Jesús, viendo que había respondido sensatamente, le dijo: «No estás lejos del reino de Dios.» Y nadie se atrevió a hacerle más preguntas (San Marcos 12, 28b-34).
COMENTARIO
Un letrado, movido por el asombro ante la anterior respuesta de Jesús, en los que los saduceos le tientan para cuestionar la resurrección (Mc 12 24-27), le pregunta sin maldad, quiere saber cuál es el más importante entre los 613 preceptos que ellos enseñaban. ¿Se olvida que esto está ya escrito? Para responder, Jesús va a las escrituras y responde: “el primero es escucha Israel…” (Dt 6,4)
Lo primero de todo es escuchar al otro, porque si sólo hablas tú o te distraes frente al otro, no podrás comunicarte.
La palabra “escucha” da nombre a la célebre oración de los israelitas: shemá. También en la Iglesia católica se reza semanalmente en el Oficio divino: ¡Shemá, escucha!
A continuación viene el mandamiento concreto: “Amarás al Señor tu Dios con todo el corazón, con toda el alma y con todas tus fuerzas” (DT 6, 5), es decir, con todo tu ser: Tus pensamientos, tus sentimientos, tus actitudes, tus deseos, incluso con tu capacidad física…
¿Alguna vez has sentido que amabas así?
Un enamorado no necesita que le presenten unas reglas ni mandamientos para dirigirse a su pareja: le sonreirás, llamarás por teléfono, expresarás tus sentimientos… nada hace falta, porque le sale de dentro. Por eso, primero escucha y ¿qué tienes que escuchar? Que te quiere y que tú le quieres y que es tu único/a.
Y añade otro segundo mandamiento tomado de otro capítulo: “Amarás a tu prójimo como a ti mismo” (Lv 19,18), unificándolo con el anterior, como consecuencia práctica de ese amor a Dios.
Ahora bien, para nosotros el término « amor » se ha convertido hoy en una de las palabras más utilizadas y de las que más se abusa, y la damos acepciones muy diferentes. Se habla de amor a la patria, a la profesión o al trabajo, de amor entre amigos, padres e hijos, entre hermanos y familiares, del amor al prójimo y del amor a Dios. El arquetipo por excelencia sería el amor de pareja, en el que se le abre al ser humano una promesa de felicidad que parece irresistible, haciendo palidecer, a primera vista, los demás tipos de amor. Se plantea, entonces, la pregunta: todas estas formas de amor ¿se unifican al final, de algún modo, a pesar de la diversidad de sus manifestaciones, siendo en último término uno solo, o se trata más bien de una misma palabra que utilizamos para indicar realidades totalmente diferentes?

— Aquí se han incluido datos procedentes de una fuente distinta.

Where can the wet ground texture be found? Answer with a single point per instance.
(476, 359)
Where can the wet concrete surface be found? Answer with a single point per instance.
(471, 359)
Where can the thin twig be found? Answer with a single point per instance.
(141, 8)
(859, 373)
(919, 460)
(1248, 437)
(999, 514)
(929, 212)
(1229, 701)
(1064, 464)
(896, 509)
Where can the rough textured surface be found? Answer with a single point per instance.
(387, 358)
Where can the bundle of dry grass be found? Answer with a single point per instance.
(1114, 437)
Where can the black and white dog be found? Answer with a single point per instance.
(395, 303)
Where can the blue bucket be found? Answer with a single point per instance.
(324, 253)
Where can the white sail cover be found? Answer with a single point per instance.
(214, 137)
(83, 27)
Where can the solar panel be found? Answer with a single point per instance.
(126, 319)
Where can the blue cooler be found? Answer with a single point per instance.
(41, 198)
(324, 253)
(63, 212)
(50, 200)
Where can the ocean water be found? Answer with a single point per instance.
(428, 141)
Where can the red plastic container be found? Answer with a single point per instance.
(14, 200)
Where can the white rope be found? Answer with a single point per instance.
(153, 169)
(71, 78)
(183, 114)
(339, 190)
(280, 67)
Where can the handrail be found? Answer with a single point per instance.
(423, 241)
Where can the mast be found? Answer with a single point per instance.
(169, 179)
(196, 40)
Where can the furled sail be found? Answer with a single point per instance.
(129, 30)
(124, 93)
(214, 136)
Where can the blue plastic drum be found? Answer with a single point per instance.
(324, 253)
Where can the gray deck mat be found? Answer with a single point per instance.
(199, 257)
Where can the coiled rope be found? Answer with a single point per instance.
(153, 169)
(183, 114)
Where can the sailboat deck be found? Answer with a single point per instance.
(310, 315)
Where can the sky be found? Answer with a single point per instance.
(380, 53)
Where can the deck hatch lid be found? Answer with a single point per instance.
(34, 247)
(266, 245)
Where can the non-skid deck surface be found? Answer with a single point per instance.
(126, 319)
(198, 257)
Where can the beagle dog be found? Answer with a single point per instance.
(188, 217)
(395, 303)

La esencia divina es por sí misma caridad (amor), sabiduría y bondad. Y puede decirse que somos buenos, sabios y amamos al prójimo por participación de la caridad divina. Y esa participación se realiza por obra del Espíritu Santo, que así nos hace capaces de amar no sólo a Dios, sino también al prójimo, como Jesucristo lo amó e incluso, de algún modo, a las mismas criaturas irracionales (cf. Santo Tomás, II-II, q. 25, a. 3) como las ama Dios.
San Juan lo expresará con palabras explícitas: “Nosotros amamos, porque Él nos amó primero” (1 Jn 4, 19). ¿Y cómo nos amó?: entregándonos su vida.
La experiencia histórica nos enseña cuán imposible es para nosotros la realización concreta de este precepto. Y, sin embargo, es el centro de la ética cristiana, como un don que viene del Espíritu y que es necesario pedir. Pero no se pide el Espíritu como quien va a comprar algo y pide una cosa concreta, ni se desea el Espíritu como el que desea un coche, un novio o que le toque la lotería; es un deseo, una necesidad tan inmediata como el aire para respirar y vivir, tan profunda, tan de vida o muerte, que si no la sientes así, tarda en llegar; el Señor quiere darnos su Espíritu que nos permita amar a Dios, pero es preciso que se lo pidas con la misma necesidad que el aire o el agua; es su mayor tesoro que da a todo el que se lo pide con todo su corazón con toda su alma y todas sus fuerzas (Mt 21, 22). Un deseo tan profundo implica una elección, de entre todas las posibles cosas que puedes desear solo puedes concentrar toda tu energía, todo tu ser en una sola. Por eso, si llegas en tu deseo a semejante hondura, como el escriba, estás, como le dice Jesús, muy cerca del reino de Dios.
¿Alguna vez sientes un deseo de amar así?